In November 2021, I hit a wall with the whole topic. I attended a Feelings Practitioner Lab near Bielefeld. It's about the connection between feelings and the physical body. Feelings can be like a key to healing the physical body, I learned there.
The topic of the lab was the digestive system.
On the last day we were asked to do an interview with one of our digestive organs and I chose the stomach. Another participant in the lab sat opposite me and took on the role of the interviewer. I gave the answers and spoke for my stomach.

 

Interviewer: "Martina Riccarda's stomach, how are you?"
Stomach: "I'm under stress."
Interviewer: "You're stressed. What's the reason?"
Stomach: "My colon is shitting me. It's all happening far too quickly, all the food is just rushing through. I'm going crazy."
Interviewer: "Why don't you have enough time?"
Stomach: "It's rush hour down there in the gut every morning. I don't know what's going on, but it's not normal. Ask the colon, she won't talk to me anymore. I'll soon be fed up."
Interviewer: "Martina Riccarda's colon, can I talk to you?"
Colon: "..."
Interviewer: "Hello colon, what's going on with you?"
Colon: "..."
Interviewer: "Martina Riccarda's colon, what are you feeling right now?"

Colon begins to sob. Cries.
Interviewer: "You're sad. Why are you so sad?"
Colon: "I drown in coffee every morning. Most of my valuable bacteria have already been flushed away. I can no longer move. I no longer see any point in my movements either. They are for nothing and are not needed. I am labeled a failure, not fast enough, not often enough, not much enough, not soft enough. Martina Riccarda simply doesn't trust me. I'm just an inanimate container for shit."
Interviewer: "What do you need?"

Colon: "I was once a living intestine in a living body. Sadness flows in me, I flow with sadness, I am sadness and wisdom come to life.

Sadness is slow. I need time to do my work, to break everything down well, to send the nutrients into the body, to add the right amount of water to everything.
I am in contact with the whole body. With the stomach, the glands, the mouth, the teeth, the eyes, the nose. I am in contact with all of them without interruption. We talk to each other, inform, warn and rejoice.

All that is long gone. I hardly remember any of it. I'm alone down here.
I need more time for Martina Riccarda's digestion. There is fast digestion, there is slow digestion. There is no good or bad. I'm on the verge of getting sick.
I need contact, I want to be heard, I need much more time. No more enemas. Trust, trust, trust or death."

 

I had known this all these years.

The knowledge had been inside me and I had closed my eyes, ears and heart to it. Fear ran through my body. That it might be too late, that I might not be able to let go of these habits.

I knew that it wasn't just about a cherished habit. There were deep, multi-layered issues attached to the daily coffee enemas.
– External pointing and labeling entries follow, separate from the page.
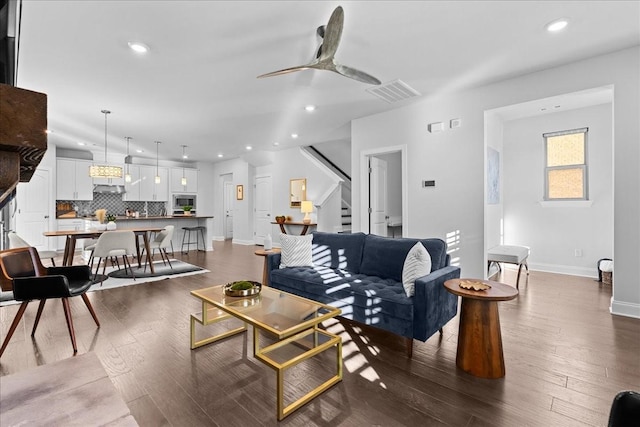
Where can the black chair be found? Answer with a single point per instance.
(22, 272)
(625, 410)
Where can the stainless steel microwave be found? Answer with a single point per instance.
(181, 200)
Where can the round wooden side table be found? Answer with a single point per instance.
(263, 253)
(479, 338)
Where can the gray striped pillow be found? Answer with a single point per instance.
(295, 251)
(416, 265)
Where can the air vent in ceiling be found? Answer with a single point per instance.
(393, 91)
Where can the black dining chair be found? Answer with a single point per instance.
(22, 272)
(625, 410)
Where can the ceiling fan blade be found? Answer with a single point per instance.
(332, 34)
(285, 71)
(356, 74)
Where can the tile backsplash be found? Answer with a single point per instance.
(114, 204)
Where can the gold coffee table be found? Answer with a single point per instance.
(293, 321)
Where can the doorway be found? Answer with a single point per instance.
(227, 206)
(262, 205)
(383, 200)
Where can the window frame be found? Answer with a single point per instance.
(583, 167)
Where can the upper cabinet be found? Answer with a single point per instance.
(72, 180)
(176, 180)
(149, 190)
(110, 181)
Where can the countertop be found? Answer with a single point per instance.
(124, 218)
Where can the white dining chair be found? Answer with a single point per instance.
(110, 246)
(15, 241)
(161, 242)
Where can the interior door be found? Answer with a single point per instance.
(263, 209)
(33, 203)
(228, 197)
(378, 196)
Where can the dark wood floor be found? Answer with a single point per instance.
(566, 358)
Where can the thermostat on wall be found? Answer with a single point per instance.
(436, 127)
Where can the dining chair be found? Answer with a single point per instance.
(15, 241)
(110, 246)
(161, 242)
(22, 272)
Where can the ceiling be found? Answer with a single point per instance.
(197, 85)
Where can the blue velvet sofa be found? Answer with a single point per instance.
(362, 275)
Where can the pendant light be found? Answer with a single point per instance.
(157, 180)
(127, 175)
(105, 171)
(183, 181)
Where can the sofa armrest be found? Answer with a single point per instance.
(273, 263)
(433, 305)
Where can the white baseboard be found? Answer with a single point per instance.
(626, 309)
(565, 269)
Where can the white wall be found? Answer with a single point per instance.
(553, 233)
(455, 158)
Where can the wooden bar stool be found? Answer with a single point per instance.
(187, 234)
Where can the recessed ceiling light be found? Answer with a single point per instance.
(138, 47)
(557, 25)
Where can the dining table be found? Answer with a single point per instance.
(73, 235)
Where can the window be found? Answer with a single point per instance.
(566, 165)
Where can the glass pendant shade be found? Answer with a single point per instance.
(105, 171)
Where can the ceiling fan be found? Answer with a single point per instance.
(325, 57)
It was about control, my weight, external image, addiction, repression and my No to life. And somewhere at the end of this long list, the topic of my sexual abuse also came up.
Far back, only dimly recognizable, like a small figure in the fog on a dark day, was what had happened to my two-year-old body on a Sunday when the sun was shining.
And back there at that end, I finally recognized the attempt to get myself clean, to finally cleanse myself deep inside, even deeper than inside: in the innermost part of the inside.